Do you know why spiders don't visit the site?

Source: Internet
Author: User
Tags log

Believe that a lot of stationmaster is same as small weave, every day there is the habit of viewing the site log, and then through the analysis of the log to understand the spider crawling in our site, of course, in this process small and medium-sized usually just look at the spider every day to crawl the number of my site, from this point can be intuitive to see the health of the site, But for many stationmaster, their website feels very perfect, but the spider does not crawl crawl, this undoubtedly has a very big blow to the stationmaster, so today small arranges specially to tidy up some spiders not to visit our website several reasons, below to share to everybody.

(a) Web site Flash, too many pictures.

Have to say, the major search engines have developed to the present, is quite intelligent, especially in recent years, the major search engine constantly updated algorithm, for example, in 2011 when Google launched the image search function, we can find from these images source page address, but after all, is the search engine, He still has a very small gap. However at this time many stationmaster, especially the enterprise station, in order to highlight the product, inserts the massive flash, the picture in the website, but everybody knows the search engine spider is unable to crawl the flash, and the picture file, therefore even our content in good, also can not let the spider crawl crawls. So for those sites there are a large number of pictures and flash sites, small series suggest that you use some simulation spider crawling tools to detect their own site, to see if it is because of this situation caused spiders do not visit our website.

(b) There are a lot of dead links on the website.

We fantasize that whenever the spider is happy to visit our website, crawling through the source of our site links, the thought can find some fresh good content, but is a lot of dead link waiting for it, so once, twice, three times, every time there is such a situation, So do you think spiders will have a good rating on your site and will crawl the content of your site again? Just like my website www.qqya.cc was just because a lot of 404 pages were crawled by spiders, caused that section of the site content is not indexed by search engines, so later small series in the observation site log found spider Crawling page contains a status code of 404 of the page before it dawned, so also immediately to these 404 pages to clear , shielding, and in that period of time sent a lot of outside the chain, then the web site spider crawling crawl also normal.

(iii) outside the site chain and nofollow tags.

Spiders can often visit our website reason, believe that a large part of the chain is attracted, so for the friendship of the chain, we also need to constantly observe, lest did in vain. Believe that a lot of stationmaster this time should ask, why so say, how to judge the friendship degree of the chain? In this small series is done, every day to check the number of spiders visit our website, but also to check the spider's entrance, through these entrances to determine whether we do the chain is valuable, so a daily summary, The effective chain records down, then time to build our own outside the chain resource database slightly, of course from these data we can also determine those are useless outside the chain, for example, with the nofollow tag of the chain (such as Baidu experience) for this kind of words we will not do in the future, because it is futile ah.

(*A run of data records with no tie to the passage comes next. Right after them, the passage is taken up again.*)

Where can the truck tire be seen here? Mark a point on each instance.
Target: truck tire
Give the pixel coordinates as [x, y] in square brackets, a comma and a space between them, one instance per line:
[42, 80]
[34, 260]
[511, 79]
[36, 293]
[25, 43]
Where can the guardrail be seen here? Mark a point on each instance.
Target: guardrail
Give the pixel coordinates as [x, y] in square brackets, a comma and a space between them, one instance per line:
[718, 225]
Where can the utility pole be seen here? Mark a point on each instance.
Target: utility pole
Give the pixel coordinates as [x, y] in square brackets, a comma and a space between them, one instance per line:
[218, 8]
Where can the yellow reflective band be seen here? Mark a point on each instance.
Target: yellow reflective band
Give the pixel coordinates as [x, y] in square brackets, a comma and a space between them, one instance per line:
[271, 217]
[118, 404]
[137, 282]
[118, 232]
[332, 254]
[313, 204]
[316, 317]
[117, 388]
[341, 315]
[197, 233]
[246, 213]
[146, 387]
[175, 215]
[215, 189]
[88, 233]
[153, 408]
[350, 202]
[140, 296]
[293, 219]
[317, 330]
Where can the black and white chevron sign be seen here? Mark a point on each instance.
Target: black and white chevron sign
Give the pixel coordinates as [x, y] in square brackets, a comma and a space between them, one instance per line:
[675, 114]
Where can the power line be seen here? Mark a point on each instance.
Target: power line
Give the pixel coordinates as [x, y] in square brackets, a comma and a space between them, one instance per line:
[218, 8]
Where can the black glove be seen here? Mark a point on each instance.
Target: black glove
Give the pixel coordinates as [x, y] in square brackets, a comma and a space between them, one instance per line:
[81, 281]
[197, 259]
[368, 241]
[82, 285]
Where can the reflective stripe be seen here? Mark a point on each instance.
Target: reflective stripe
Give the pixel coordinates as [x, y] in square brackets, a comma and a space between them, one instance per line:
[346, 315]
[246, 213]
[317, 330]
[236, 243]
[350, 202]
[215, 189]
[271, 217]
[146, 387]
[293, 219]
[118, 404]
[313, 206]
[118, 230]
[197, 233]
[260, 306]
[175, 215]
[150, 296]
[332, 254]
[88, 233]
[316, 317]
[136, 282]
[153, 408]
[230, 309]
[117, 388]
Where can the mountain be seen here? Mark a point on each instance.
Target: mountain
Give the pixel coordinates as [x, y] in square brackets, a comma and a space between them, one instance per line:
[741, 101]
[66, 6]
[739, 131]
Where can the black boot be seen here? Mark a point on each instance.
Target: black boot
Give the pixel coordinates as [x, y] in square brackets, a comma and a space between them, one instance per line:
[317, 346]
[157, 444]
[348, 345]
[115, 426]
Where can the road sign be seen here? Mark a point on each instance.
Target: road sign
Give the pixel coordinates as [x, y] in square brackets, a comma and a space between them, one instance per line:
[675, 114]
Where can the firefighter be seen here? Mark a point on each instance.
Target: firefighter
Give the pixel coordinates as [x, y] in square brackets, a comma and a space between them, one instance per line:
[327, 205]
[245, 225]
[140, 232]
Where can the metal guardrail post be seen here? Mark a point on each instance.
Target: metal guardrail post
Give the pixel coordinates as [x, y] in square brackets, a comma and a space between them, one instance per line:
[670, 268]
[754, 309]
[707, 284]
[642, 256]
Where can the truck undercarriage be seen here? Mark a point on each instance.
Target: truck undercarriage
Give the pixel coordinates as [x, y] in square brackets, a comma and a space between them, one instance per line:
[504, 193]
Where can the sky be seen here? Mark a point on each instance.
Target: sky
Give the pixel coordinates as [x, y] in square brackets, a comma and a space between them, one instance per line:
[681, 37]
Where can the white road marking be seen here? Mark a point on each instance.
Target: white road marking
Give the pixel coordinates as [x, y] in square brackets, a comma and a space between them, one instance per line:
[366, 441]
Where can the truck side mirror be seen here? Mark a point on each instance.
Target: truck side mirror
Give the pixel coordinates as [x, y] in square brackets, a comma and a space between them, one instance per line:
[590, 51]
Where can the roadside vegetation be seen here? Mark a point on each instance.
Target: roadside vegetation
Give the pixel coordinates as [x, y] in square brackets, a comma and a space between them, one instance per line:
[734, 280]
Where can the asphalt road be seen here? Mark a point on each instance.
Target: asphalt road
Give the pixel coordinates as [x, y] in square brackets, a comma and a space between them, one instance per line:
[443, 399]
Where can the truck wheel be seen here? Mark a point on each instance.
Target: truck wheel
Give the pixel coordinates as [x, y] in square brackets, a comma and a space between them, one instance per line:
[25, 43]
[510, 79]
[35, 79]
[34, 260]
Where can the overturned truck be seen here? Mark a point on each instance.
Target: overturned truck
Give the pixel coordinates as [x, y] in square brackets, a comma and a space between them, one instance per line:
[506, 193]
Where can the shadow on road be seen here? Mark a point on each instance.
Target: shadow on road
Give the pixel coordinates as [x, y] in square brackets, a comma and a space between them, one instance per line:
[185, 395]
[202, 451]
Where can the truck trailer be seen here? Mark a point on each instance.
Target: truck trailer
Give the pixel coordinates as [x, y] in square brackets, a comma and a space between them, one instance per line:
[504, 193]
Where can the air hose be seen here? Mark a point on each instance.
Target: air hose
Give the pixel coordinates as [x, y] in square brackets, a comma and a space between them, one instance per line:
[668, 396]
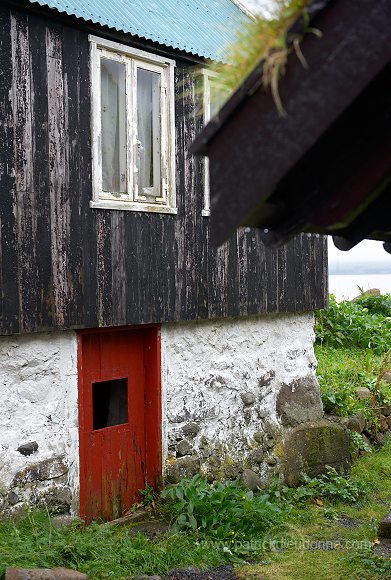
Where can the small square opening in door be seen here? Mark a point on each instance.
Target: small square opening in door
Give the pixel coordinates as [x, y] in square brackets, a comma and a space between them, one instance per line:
[109, 403]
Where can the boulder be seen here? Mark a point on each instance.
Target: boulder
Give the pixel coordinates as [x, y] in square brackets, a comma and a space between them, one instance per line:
[312, 447]
[250, 480]
[186, 466]
[299, 402]
[357, 423]
[183, 448]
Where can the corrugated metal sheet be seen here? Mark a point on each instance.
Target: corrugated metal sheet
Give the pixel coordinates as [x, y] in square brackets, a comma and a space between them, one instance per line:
[201, 27]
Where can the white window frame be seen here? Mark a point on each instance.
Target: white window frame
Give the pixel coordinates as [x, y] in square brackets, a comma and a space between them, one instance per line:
[133, 58]
[206, 76]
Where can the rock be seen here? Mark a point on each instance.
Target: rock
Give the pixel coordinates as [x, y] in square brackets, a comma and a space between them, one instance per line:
[43, 574]
[183, 448]
[52, 468]
[28, 448]
[384, 529]
[299, 402]
[363, 393]
[386, 410]
[57, 498]
[311, 447]
[186, 466]
[357, 423]
[266, 379]
[248, 398]
[379, 438]
[62, 520]
[250, 480]
[191, 429]
[233, 471]
[258, 437]
[256, 455]
[13, 498]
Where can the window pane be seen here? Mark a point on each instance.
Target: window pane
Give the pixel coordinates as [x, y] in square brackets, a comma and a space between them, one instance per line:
[113, 126]
[148, 131]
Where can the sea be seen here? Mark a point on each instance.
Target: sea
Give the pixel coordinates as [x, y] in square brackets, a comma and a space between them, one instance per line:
[348, 286]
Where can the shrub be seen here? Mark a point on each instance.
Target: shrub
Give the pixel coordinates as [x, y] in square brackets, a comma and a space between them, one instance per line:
[349, 324]
[221, 510]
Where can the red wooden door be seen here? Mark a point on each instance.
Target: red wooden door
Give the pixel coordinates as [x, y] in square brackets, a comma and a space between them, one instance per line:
[119, 405]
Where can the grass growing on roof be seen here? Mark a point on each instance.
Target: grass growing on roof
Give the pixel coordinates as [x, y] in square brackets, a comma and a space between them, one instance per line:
[262, 40]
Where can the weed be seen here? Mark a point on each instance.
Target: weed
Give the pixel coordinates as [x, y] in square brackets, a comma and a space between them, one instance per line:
[221, 510]
[350, 324]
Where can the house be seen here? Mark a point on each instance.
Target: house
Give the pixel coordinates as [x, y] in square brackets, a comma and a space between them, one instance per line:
[324, 166]
[132, 349]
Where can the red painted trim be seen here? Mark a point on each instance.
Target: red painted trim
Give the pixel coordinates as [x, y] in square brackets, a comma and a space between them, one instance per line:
[82, 450]
[153, 404]
[117, 328]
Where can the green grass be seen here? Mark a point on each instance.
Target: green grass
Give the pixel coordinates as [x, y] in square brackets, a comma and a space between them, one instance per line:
[281, 552]
[352, 556]
[340, 371]
[98, 550]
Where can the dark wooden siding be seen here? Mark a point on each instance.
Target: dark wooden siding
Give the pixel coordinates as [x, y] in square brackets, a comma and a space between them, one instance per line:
[64, 265]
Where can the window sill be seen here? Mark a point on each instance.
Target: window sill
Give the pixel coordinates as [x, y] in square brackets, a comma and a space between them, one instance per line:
[132, 206]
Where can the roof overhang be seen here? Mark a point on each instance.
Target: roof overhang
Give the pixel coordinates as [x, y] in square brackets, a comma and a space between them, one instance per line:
[325, 166]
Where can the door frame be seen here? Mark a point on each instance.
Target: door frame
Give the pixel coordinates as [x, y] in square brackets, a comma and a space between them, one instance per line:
[152, 404]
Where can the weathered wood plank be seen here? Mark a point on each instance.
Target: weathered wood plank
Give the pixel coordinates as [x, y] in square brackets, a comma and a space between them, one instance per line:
[43, 284]
[101, 268]
[24, 171]
[73, 168]
[58, 169]
[8, 234]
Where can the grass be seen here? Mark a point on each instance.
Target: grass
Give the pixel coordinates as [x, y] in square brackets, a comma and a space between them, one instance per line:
[292, 550]
[340, 371]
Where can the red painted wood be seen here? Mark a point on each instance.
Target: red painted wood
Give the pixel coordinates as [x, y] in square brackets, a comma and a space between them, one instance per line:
[117, 461]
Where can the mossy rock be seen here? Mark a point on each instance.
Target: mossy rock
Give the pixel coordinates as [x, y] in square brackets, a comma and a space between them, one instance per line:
[311, 447]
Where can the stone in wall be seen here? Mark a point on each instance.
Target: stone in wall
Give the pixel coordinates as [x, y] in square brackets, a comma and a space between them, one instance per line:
[225, 387]
[299, 401]
[311, 447]
[38, 422]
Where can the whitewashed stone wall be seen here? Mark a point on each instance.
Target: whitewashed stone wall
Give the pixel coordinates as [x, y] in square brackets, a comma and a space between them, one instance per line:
[38, 402]
[230, 388]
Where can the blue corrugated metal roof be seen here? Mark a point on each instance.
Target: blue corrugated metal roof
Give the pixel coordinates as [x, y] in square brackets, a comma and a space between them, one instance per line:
[201, 27]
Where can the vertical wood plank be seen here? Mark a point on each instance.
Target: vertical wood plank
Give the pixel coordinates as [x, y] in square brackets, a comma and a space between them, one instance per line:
[40, 151]
[24, 171]
[9, 297]
[58, 168]
[73, 168]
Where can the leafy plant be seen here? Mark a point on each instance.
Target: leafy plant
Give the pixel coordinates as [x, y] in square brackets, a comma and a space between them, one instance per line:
[359, 442]
[350, 324]
[222, 510]
[331, 485]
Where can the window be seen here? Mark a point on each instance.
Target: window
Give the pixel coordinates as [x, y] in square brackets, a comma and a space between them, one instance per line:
[213, 98]
[132, 129]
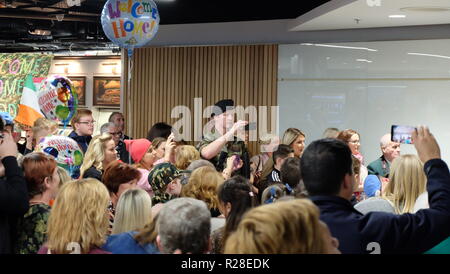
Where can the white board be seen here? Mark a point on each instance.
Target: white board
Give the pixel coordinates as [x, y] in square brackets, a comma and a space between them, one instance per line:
[367, 87]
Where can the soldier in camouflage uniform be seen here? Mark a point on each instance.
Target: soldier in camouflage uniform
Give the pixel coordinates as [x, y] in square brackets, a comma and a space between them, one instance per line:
[165, 182]
[221, 142]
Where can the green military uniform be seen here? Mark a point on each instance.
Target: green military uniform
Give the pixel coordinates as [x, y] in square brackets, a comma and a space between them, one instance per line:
[160, 176]
[379, 167]
[235, 147]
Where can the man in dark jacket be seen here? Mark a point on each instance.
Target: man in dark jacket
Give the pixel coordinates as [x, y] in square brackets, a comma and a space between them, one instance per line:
[13, 191]
[326, 167]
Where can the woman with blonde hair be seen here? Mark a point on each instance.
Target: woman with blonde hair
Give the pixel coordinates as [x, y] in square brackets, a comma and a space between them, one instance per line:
[352, 139]
[100, 153]
[269, 144]
[202, 185]
[78, 221]
[407, 181]
[285, 227]
[185, 155]
[296, 139]
[292, 137]
[133, 211]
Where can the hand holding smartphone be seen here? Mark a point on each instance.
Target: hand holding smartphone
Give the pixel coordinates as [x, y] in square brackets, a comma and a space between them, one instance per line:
[402, 134]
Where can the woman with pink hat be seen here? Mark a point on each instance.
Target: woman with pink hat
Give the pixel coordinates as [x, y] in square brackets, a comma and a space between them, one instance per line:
[141, 152]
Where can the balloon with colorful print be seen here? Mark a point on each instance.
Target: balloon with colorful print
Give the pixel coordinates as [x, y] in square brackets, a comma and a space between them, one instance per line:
[130, 24]
[65, 150]
[58, 99]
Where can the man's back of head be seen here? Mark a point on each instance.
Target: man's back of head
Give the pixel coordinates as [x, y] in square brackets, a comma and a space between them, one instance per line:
[184, 224]
[324, 165]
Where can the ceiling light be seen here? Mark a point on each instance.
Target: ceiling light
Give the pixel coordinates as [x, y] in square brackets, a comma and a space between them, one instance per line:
[429, 55]
[334, 46]
[364, 60]
[40, 32]
[426, 9]
[397, 16]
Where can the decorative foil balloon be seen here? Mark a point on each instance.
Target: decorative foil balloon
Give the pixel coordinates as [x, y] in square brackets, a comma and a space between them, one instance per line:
[66, 151]
[58, 99]
[130, 24]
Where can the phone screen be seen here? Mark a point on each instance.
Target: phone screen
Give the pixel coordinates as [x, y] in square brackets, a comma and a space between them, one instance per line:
[402, 134]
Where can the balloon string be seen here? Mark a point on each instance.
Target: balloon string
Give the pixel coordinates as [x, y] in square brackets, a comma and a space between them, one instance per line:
[130, 75]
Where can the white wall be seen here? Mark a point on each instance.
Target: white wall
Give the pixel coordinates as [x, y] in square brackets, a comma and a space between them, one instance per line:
[322, 87]
[89, 68]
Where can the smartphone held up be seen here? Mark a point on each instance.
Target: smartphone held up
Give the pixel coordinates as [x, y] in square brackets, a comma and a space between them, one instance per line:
[402, 134]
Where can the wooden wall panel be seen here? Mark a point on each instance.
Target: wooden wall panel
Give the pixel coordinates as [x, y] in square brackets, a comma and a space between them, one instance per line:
[163, 78]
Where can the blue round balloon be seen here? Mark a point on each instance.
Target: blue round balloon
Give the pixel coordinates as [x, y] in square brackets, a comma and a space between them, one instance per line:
[130, 24]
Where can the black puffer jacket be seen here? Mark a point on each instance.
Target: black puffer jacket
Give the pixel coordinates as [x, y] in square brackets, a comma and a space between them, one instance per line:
[13, 201]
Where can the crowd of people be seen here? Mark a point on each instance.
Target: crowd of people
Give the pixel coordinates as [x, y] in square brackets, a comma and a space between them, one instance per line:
[162, 195]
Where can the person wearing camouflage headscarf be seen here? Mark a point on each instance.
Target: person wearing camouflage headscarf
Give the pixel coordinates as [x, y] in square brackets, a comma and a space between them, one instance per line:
[165, 182]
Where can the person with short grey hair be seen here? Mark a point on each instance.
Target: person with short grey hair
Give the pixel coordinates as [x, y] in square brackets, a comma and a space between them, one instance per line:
[115, 132]
[390, 150]
[184, 226]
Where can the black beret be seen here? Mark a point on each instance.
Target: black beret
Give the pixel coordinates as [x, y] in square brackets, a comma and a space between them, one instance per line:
[222, 106]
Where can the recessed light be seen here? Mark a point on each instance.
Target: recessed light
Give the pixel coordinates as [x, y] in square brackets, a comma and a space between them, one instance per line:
[426, 9]
[397, 16]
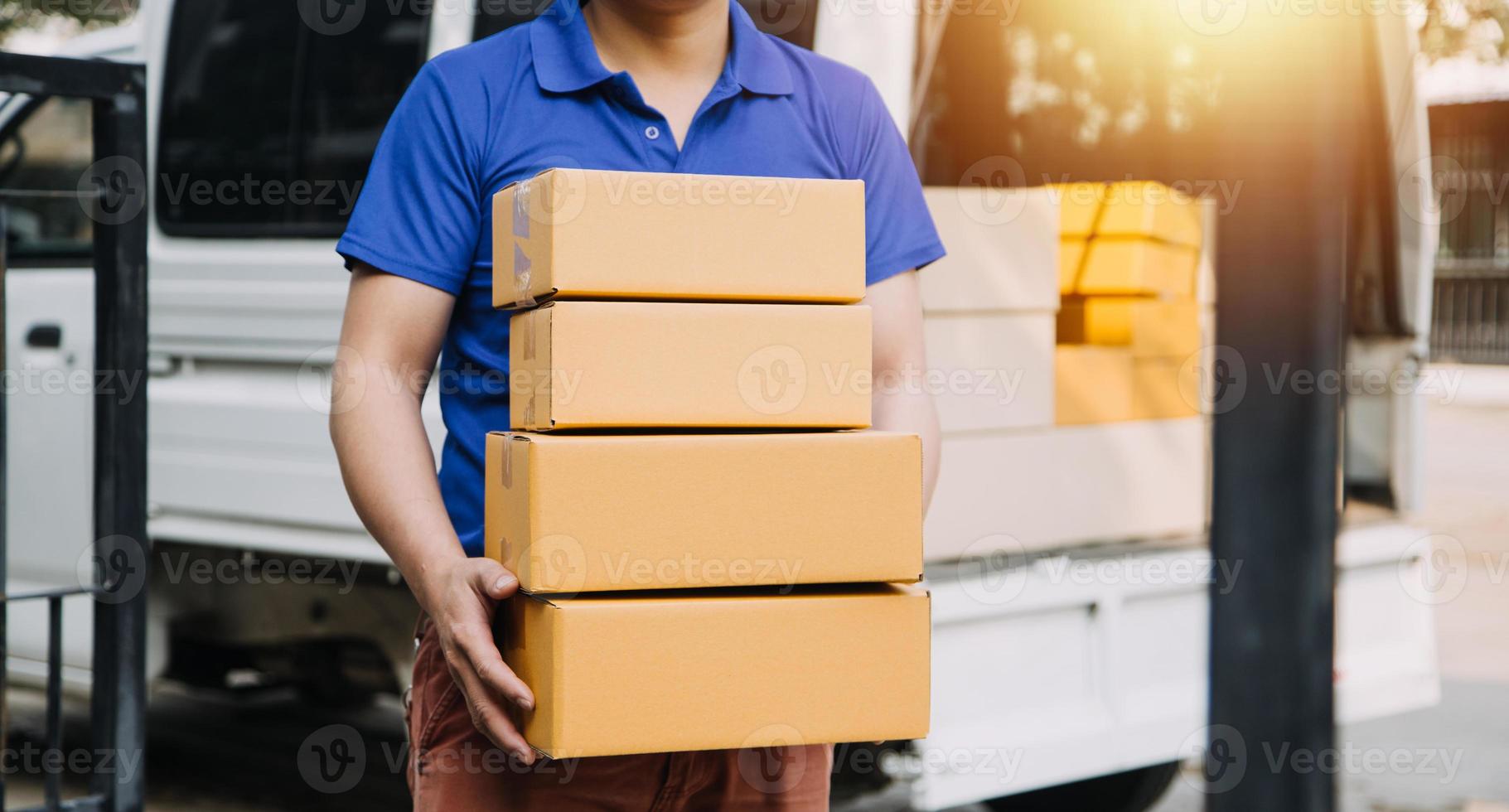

(iv) There are complex codes in the Web site that are structured.

As we all know, the spider is through the site's source code to visit our website, so we need to optimize our site code, because the lengthy code on the site does not have any meaning, and will affect the speed of our site open, and will make spiders disgusted. The other is that the structure is also not conducive to crawling spiders crawl, because usually spiders are the first to visit our home page, and then to grab columns, in the crawl content of such activities, however, such activities are usually limited by spiders within 3 times, so too complex, and the weight of the site is not high, is not conducive to spiders crawling oh.

(v) the wrong site map.

Site map is to let spiders quickly understand the entire structure of our site a page, then a good site map, spiders will crawl to bring a quick entrance. Of course, if there is a large number of dead chain error map, will undoubtedly destroy the entire Web site crawling state, so we do in the site map must be cautious.

Summary: In fact, spiders do not visit our site, in addition to the above mentioned above, there are many other reasons, such as illegal content, a large number of collected content, yellow malicious information and so on are likely to cause our site is not search engine spiders crawl, so the specific details of the problem, We also have to judge from the line according to our own website log. Today to write here, this article by the http://www.name2012.com/game name site long original share, reprint please bring the link, thank you.



Contact Us

The content source of this page is from Internet, which doesn't represent Alibaba Cloud's opinion; products and services mentioned on that page don't have any relationship with Alibaba Cloud. If the content of the page makes you feel confusing, please write us an email, we will handle the problem within 5 days after receiving your email.

If you find any instances of plagiarism from the community, please send an email to: info-contact@alibabacloud.com and provide relevant evidence. A staff member will contact you within 5 working days.

A Free Trial That Lets You Build Big!

Start building with 50+ products and up to 12 months usage for Elastic Compute Service

  • Sales Support

    1 on 1 presale consultation

  • After-Sales Support

    24/7 Technical Support 6 Free Tickets per Quarter Faster Response

  • Alibaba Cloud offers highly flexible support services tailored to meet your exact needs.